I always thought that “the whole nine yards” was an American expression related somehow to American football but it’s actually a nautical term: A typical square rigger would have three masts each with three yards. When all sail was set it would be maximising its full potential – to use an American expression – flying sail on all nine yards.
Ships and the sea have brought us many handy expressions:
Hand over fist: Thought to have started out as “hand over hand”, this expression came from the practice of hoisting sail or climbing a rope as quickly as possible – a source of competition and pride to sailors.
Chock a block: We use it to mean fully loaded – it comes from the situation on board ship where two blocks in a rigging tackle are hard up against each other and can’t be tightened further.
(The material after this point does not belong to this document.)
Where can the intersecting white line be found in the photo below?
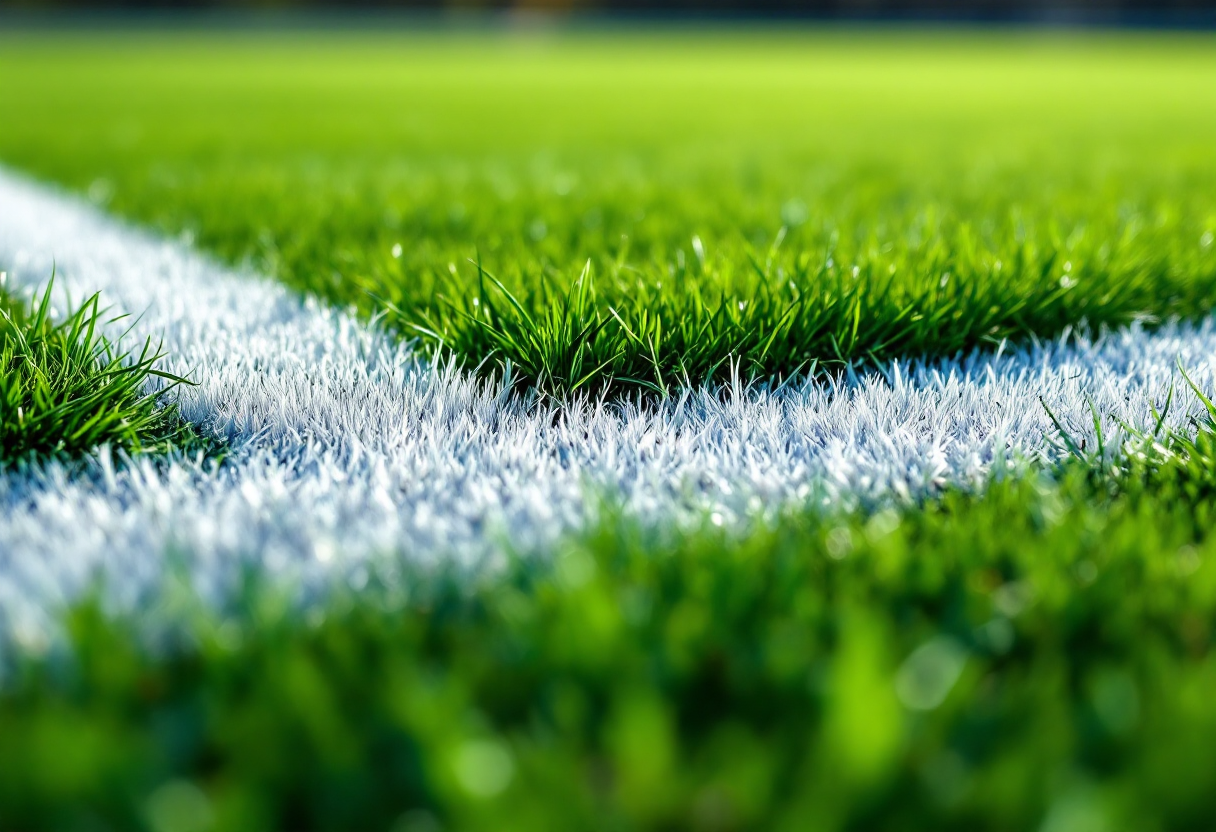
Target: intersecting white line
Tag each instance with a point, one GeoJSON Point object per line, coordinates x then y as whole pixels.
{"type": "Point", "coordinates": [353, 454]}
Slush fund: Slush was the residue scraped from the salted meat storage barrels on board ship and sold by the cook to provide cash for himself and his cohorts.
Windfall is an interesting one. When a ship, trying to weather a headland or work off a lee shore, was assisted by a katabatic wind ‘falling’ of a high coastline it was said to have received a windfall.
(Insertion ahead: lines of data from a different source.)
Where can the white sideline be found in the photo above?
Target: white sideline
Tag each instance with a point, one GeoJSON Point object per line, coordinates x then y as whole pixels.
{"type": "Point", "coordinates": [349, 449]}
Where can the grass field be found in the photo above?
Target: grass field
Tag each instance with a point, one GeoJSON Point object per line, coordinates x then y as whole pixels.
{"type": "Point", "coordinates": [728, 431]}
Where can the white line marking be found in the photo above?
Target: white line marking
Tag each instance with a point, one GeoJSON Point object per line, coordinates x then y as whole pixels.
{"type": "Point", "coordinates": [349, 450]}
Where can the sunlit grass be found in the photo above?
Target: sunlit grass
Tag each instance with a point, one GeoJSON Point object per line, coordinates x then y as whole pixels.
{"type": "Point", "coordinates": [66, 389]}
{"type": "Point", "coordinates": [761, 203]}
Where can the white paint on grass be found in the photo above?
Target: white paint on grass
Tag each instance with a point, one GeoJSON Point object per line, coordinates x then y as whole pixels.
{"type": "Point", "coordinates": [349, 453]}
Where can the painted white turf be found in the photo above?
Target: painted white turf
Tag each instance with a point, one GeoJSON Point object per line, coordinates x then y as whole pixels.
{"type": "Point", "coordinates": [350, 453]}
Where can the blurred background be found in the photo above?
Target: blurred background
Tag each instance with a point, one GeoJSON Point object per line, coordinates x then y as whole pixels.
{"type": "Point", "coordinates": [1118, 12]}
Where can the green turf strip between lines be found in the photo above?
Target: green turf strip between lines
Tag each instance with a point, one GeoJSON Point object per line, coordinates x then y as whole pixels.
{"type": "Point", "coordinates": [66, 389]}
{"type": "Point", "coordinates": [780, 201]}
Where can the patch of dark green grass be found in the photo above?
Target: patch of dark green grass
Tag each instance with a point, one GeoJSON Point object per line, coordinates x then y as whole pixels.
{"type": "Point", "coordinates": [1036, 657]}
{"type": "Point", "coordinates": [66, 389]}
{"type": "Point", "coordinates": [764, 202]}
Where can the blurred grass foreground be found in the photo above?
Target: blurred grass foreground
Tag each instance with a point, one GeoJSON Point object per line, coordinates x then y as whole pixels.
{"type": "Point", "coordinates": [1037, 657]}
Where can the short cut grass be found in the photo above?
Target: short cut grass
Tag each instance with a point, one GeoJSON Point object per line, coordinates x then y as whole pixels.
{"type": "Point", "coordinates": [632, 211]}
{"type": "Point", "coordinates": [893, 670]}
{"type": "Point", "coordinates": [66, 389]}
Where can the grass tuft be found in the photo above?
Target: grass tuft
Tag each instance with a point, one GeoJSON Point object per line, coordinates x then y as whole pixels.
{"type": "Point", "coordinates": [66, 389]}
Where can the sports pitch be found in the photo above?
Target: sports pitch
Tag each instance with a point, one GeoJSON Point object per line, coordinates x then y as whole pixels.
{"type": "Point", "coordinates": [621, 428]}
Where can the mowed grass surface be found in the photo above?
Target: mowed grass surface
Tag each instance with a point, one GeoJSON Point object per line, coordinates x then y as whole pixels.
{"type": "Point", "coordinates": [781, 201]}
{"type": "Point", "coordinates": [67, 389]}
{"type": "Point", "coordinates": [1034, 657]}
Between the devil and the deep blue sea: To work this one out you have to know that the last seam on the deck before the scuppers is the devil seam, so if you slip on deck and end up in the scuppers you’re between the devil and the deep blue sea.
Pipe down: This last toot on the boson’s pipe each day meant lights out and keep quiet.
And there are many more nautical expressions that have swallowed the anchor, moving from a life at sea to one on land.